04 Dec / Hands Around the Library: Protecting Egypt’s Treasured Books by Susan L. Roth and Karen Leggett Abouraya, illustrated by Susan L. Roth
Surely this deserves some sort of supreme irony award: Hosni Mubarak, Egypt’s recently ousted president, was one of the leading champions of the Bibliotheca Alexandrina, completed in 2002 where the greatest library of the ancient world – the original Library of Alexandria – once stood some 2300 years ago. One of the 21st century’s most corrupt despots was also a major supporter of cultural enlightenment and intellectual exchange. Go figure.
As Mubarak’s power came crashing down during the 2011 Egyptian Revolution, the peaceful protests-that-soon-turned-violent threatened the Bibliotheca Alexandrina. “Our Alexandria Library, built on the ashes of the ancient, famous one, is the most modern building in all of Egypt,” an unnamed narrator reports. “We could not let our Alexandria Library burn!”
“Maybe it was the noise of peaceful people, demanding freedom. But maybe the people were so angry that they would hurt each other, hurt me, or hurt our library!” Fearful of what could happen, the library’s director, Dr. Ismail Serageldin, implored, “‘There is nothing that prevents anybody from destroying this building with all its treasures, except the will of the people.'”
The young marchers took charge, first surrounding the building, then one by one, created a human barrier by “all holding hands, protecting the library.” By that simple act of reaching out, “we all protected our Bibliotheca Alexandrina, once upon a time not a long time ago, [so that] the library still stands today holding all of our stories.” Library director Serageldin makes clear his grateful admiration “[t]o the great youth of Egypt, the leaders of the Egyptian revolution of 25 January 2011,” in an open letter on the library’s website.
Co-author Susan L. Roth seems to have been preparing to be this story’s storyteller for years before the events actually even happened: the library’s protective human barrier bears striking resemblance to Roth’s Let’s Holds Hands project which collects children’s self-portraits – “ambassador[s] of friendship,” as she calls them – from all over the world and joins them virtually.

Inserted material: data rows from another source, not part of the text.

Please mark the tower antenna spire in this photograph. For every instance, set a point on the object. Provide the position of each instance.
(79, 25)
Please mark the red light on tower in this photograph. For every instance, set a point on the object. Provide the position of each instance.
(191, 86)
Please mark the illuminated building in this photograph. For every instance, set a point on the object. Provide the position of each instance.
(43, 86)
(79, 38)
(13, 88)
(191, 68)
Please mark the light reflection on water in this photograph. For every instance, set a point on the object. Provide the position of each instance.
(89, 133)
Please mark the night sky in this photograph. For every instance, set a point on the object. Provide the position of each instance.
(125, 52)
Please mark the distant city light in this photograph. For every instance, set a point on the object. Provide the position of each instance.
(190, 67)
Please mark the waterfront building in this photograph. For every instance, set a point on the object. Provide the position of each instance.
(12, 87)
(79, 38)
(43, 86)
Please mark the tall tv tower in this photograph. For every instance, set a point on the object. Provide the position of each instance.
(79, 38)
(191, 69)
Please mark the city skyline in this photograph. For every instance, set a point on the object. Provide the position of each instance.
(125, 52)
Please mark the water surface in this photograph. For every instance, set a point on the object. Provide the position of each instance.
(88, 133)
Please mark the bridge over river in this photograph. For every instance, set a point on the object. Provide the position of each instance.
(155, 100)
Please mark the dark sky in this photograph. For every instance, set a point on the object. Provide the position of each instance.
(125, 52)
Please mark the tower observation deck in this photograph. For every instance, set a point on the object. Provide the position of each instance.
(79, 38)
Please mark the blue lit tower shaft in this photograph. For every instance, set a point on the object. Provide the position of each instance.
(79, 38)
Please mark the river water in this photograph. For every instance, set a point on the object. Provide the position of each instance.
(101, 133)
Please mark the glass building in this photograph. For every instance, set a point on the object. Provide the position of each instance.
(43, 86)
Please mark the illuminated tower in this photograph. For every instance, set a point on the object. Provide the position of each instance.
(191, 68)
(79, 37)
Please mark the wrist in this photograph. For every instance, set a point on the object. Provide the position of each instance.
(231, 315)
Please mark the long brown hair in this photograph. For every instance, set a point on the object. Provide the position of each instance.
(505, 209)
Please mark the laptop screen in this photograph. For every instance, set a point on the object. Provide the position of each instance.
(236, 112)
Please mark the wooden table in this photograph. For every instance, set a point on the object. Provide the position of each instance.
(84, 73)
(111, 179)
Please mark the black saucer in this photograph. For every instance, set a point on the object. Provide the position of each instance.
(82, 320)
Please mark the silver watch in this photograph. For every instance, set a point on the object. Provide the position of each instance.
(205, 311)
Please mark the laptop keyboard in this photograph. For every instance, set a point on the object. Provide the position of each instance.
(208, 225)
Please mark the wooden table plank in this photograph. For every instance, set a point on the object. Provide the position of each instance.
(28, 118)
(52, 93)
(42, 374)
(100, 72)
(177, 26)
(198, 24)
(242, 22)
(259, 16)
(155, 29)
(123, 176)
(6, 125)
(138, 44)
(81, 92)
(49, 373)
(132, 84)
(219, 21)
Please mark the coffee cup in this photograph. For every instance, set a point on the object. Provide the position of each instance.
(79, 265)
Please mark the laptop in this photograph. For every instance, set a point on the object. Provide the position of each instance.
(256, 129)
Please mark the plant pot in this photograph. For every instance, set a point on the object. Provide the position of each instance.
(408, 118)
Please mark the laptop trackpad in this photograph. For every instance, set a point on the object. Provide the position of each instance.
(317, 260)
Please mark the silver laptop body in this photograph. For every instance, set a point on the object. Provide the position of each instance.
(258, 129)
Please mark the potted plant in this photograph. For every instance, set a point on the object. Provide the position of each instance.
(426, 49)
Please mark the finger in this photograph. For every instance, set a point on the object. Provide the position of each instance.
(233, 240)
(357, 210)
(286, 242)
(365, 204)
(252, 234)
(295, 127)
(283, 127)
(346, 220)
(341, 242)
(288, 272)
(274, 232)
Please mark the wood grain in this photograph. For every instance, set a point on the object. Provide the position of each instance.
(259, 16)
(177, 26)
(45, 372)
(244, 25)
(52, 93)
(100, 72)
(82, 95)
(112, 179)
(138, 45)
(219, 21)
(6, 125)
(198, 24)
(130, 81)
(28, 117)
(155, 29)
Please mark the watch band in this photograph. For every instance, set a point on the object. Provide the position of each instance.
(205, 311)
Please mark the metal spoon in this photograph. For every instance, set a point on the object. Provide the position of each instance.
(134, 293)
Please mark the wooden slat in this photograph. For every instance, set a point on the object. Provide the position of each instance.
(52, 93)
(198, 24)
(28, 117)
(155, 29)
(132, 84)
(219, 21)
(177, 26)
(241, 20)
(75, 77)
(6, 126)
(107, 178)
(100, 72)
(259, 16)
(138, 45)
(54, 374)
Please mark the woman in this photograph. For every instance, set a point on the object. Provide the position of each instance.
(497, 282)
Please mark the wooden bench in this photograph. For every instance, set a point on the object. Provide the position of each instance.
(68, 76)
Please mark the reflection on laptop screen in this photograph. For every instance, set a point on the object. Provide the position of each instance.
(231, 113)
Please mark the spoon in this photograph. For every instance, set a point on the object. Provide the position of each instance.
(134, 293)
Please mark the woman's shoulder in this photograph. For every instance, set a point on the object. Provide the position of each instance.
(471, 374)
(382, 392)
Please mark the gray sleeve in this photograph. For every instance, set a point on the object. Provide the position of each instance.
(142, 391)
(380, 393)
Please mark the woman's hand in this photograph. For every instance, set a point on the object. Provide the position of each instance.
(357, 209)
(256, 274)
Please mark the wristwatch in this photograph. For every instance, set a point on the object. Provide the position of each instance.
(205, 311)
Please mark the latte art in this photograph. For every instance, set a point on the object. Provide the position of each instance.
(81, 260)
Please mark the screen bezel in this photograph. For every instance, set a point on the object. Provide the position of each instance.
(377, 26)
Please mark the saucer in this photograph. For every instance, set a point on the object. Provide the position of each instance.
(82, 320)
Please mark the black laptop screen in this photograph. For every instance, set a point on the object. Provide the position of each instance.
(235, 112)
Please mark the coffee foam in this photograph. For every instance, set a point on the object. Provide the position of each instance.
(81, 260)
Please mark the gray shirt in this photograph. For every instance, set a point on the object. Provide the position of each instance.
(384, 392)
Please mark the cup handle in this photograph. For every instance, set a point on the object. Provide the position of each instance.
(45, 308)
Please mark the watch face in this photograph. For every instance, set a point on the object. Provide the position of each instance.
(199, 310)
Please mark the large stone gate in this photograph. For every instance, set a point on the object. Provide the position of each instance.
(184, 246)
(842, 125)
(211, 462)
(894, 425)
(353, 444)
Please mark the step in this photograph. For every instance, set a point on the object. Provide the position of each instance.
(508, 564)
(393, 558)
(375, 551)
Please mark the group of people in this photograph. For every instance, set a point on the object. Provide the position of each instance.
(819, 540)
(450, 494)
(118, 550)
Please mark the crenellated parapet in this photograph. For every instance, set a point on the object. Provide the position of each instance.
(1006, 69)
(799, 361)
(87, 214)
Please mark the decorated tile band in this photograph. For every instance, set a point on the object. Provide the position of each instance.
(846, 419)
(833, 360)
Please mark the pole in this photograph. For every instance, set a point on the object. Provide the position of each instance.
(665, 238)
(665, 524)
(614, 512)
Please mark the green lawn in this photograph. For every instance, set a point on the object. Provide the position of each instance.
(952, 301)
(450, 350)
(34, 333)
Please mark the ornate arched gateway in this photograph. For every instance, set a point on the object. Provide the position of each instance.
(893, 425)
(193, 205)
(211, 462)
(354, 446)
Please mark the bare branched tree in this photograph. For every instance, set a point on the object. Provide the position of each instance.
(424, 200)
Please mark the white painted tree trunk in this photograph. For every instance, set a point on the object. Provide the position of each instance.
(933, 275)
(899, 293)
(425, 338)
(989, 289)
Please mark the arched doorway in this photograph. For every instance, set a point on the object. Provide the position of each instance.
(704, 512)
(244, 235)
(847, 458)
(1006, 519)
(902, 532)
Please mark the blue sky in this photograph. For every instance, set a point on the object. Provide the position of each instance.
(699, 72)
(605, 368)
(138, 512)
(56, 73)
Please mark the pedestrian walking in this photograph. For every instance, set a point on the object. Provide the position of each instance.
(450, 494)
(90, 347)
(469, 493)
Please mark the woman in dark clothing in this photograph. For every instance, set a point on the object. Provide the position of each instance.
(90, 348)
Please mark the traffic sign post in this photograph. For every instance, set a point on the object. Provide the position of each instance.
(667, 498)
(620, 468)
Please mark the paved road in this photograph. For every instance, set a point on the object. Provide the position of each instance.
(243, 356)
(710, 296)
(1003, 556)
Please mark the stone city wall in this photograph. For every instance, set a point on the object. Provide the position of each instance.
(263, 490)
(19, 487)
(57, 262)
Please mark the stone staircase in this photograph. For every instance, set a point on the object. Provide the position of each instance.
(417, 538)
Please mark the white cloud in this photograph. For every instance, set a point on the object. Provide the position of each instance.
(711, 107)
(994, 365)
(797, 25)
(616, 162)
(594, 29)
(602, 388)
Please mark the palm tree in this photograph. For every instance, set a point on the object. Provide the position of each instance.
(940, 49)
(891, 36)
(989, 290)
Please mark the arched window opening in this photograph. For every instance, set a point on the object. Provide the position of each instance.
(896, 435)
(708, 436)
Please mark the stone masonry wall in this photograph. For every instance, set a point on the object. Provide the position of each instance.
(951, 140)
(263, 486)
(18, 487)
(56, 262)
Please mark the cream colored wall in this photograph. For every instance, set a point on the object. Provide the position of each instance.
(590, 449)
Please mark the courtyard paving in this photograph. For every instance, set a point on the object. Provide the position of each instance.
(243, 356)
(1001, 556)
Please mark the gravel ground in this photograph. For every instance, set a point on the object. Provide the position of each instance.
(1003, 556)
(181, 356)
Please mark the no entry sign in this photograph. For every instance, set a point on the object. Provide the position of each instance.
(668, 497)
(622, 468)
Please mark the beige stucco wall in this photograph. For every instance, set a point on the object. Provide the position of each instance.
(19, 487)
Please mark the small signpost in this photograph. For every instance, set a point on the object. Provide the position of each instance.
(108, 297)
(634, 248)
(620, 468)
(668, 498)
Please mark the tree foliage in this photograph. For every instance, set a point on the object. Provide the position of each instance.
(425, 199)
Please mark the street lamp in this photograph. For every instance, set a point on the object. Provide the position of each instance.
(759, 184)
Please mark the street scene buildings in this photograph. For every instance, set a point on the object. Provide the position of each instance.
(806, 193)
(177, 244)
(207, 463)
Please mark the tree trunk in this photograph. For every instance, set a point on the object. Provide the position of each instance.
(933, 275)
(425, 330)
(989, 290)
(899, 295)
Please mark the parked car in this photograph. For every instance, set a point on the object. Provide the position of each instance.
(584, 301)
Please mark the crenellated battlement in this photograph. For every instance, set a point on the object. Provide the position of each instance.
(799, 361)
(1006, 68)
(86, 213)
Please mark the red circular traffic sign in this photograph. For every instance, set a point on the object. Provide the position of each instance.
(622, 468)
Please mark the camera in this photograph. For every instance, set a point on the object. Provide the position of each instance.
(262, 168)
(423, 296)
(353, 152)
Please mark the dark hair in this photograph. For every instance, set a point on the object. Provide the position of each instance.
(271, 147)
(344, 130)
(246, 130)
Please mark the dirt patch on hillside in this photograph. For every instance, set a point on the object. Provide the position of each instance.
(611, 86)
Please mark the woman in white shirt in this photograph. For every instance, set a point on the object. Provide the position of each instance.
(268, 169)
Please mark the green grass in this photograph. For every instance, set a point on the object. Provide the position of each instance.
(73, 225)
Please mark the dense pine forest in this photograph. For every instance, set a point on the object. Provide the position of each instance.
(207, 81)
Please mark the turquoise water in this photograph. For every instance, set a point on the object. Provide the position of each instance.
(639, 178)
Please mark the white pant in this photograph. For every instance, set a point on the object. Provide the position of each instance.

In the book’s opening spread, the blackboard behind the librarian displays a snippet of the collaged self-portraits from Roth’s empowering project, clearly a tribute to all young people everywhere who are willing to stand up, hold hands, and make change happen together.
Get inspired: take the hand of your own “ambassador of friendship” and go enjoy (and protect) your own libraries (and librarians!) everywhere.